McLaren has repeatedly called the last few days a "whirlwind." That word could aptly describe Monday's finish as well.
After Felix Hernandez tossed eight innings of two-run ball, the Mariners' bullpen held the 2-2 stalemate until the 11th. Both teams enjoyed several chances to break the draw, but the Royals finally broke through in the 11th, an inning marked for one defensive misplay and one strategic misunderstanding.
David DeJesus ripped a leadoff line drive to right field against Morrow. Jose Guillen, playing back, ran in and misjudged the play. The ball flew over his head and went all the way to the wall. DeJesus ended up at second base.
"The ball jumped off his bat like he was one of those power hitters," Guillen said. "I thought he would have 20 homers, 30 homers. I was shocked to see that he had [five] homers. It's amazing when I saw the ball jump off his bat. I should have gotten a better read on that ball. ... That was a tough one. I can take the blame for this one, why not? I should have made that play."
Esteban German tried to sacrifice bunt but Morrow walked him on four straight pitches. Mark Teahen sacrificed the runners to second and third for Brown. In the ninth inning, Brown struck out when Sean Green delivered several pitches in the dirt and down in the strike zone.
McLaren wanted the same approach.
"We wanted to put Brown on," McLaren said. "We were going to try and make him swing at bad pitches and get him overanxious and throw splits in the dirt like he struck out before. It just didn't work out."
No one told Morrow.
"I don't know," he said. "We didn't really talk about it. I thought it was the right move to go after the righty. Righty-righty matchup."
Morrow wanted to throw his fastball, his best pitch. Kenji Johjima called for a split-finger, a pitch that would be down in the zone and likely in the dirt. But Morrow, unaware of the ploy, shook off Johjima until he got a fastball.
"I thought they wanted me to attack the righty, since they decided to go righty-righty," Morrow said.
Morrow threw a fastball that missed inside. The next pitch was also a fastball, a fastball that stayed up.
Brown blasted the pitch to deep center field, deep enough to easily score DeJesus from third base for the game-winning run. The loss bumped Morrow's record to 3-2 and raised his ERA to 3.77, his highest since April 26. Morrow has seen his ERA rise from 1.59 to 3.77 since June 8.
"I guess he is a good fastball hitter, and I threw him a fastball and he hit it," Morrow said. "I don't want to say it would have turned out differently if I had thrown a split."
The pitch ended a poor offensive night for the Mariners. Averaging nearly six runs a game during their winning streak, Seattle notched just two runs against Gil Meche and several Royal relievers. They scored off Meche -- the Royals' All-Star and former Mariner -- in the first and third innings.
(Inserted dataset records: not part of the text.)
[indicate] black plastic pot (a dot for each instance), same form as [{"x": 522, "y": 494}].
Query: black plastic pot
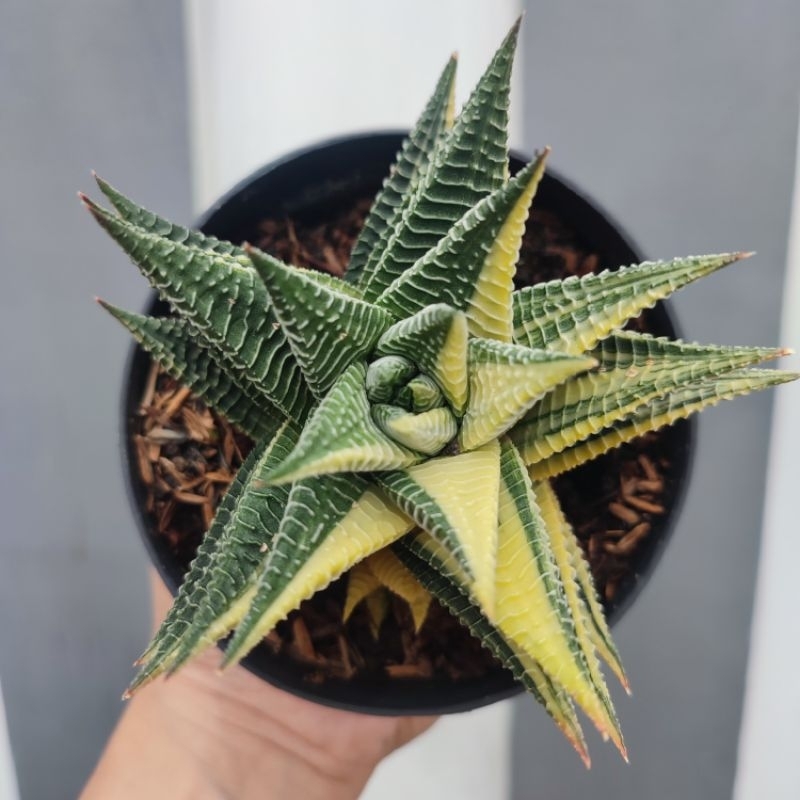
[{"x": 305, "y": 185}]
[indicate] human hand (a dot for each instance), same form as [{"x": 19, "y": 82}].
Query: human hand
[{"x": 199, "y": 734}]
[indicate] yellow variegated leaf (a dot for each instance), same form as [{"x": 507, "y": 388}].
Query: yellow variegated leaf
[
  {"x": 454, "y": 498},
  {"x": 532, "y": 607},
  {"x": 440, "y": 575},
  {"x": 395, "y": 576},
  {"x": 662, "y": 411},
  {"x": 331, "y": 523},
  {"x": 563, "y": 544},
  {"x": 633, "y": 370},
  {"x": 489, "y": 309}
]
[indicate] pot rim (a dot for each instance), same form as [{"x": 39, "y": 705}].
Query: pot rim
[{"x": 423, "y": 696}]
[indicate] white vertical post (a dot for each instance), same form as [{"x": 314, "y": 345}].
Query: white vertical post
[
  {"x": 768, "y": 744},
  {"x": 8, "y": 775},
  {"x": 266, "y": 78}
]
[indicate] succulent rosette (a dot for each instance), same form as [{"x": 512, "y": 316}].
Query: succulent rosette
[{"x": 408, "y": 418}]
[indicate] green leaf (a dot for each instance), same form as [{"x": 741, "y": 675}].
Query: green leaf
[
  {"x": 436, "y": 337},
  {"x": 398, "y": 188},
  {"x": 224, "y": 302},
  {"x": 341, "y": 436},
  {"x": 452, "y": 596},
  {"x": 471, "y": 163},
  {"x": 327, "y": 330},
  {"x": 572, "y": 315},
  {"x": 226, "y": 561},
  {"x": 590, "y": 625},
  {"x": 532, "y": 603},
  {"x": 152, "y": 223},
  {"x": 505, "y": 380},
  {"x": 472, "y": 267},
  {"x": 659, "y": 412},
  {"x": 454, "y": 498},
  {"x": 331, "y": 523},
  {"x": 427, "y": 432},
  {"x": 633, "y": 369},
  {"x": 576, "y": 565},
  {"x": 173, "y": 345},
  {"x": 390, "y": 572}
]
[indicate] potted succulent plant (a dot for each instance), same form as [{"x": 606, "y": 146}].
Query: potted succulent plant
[{"x": 409, "y": 417}]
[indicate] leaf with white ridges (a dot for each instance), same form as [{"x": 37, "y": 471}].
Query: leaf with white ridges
[
  {"x": 153, "y": 223},
  {"x": 224, "y": 302},
  {"x": 398, "y": 188},
  {"x": 396, "y": 577},
  {"x": 563, "y": 546},
  {"x": 596, "y": 619},
  {"x": 331, "y": 523},
  {"x": 633, "y": 369},
  {"x": 552, "y": 697},
  {"x": 660, "y": 412},
  {"x": 173, "y": 345},
  {"x": 454, "y": 498},
  {"x": 471, "y": 163},
  {"x": 437, "y": 338},
  {"x": 340, "y": 436},
  {"x": 572, "y": 315},
  {"x": 505, "y": 380},
  {"x": 327, "y": 330},
  {"x": 226, "y": 561},
  {"x": 472, "y": 268},
  {"x": 532, "y": 605}
]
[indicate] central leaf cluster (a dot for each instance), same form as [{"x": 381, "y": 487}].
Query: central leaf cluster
[{"x": 407, "y": 402}]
After Ichiro Sukuzi's single in the fifth, Seattle didn't have another hit until Ben Broussard lofted a single over Alex Gordon's head at third base with one out in the 11th. Johjima followed with another single, but Octavio Dotel struck out Adrian Beltre and Jose Lopez to end the threat.
"We just didn't swing the bats good," McLaren said. "Their pitchers did a nice job. There was velocity on the board. ... Dotel looks like Dotel, he is throwing that ball up there 96, 97 miles per hour. Give them credit where it is due."
The Royals had runners in scoring position and less than two out in the ninth and 10th innings but a quartet of relievers coaxed several key outs. J.J. Putz, the Mariners' All-Star closer and the American League Pitcher of the Month, wasn't used.
"He was not going to make an appearance tonight," the manager said. "He's fine. We have used him a lot and we used good sense about it. He has done a great job for us and he was unavailable tonight."
And Seattle stuck with Morrow in the 11th, an inning that helped drop McLaren to 0-1 as a manager.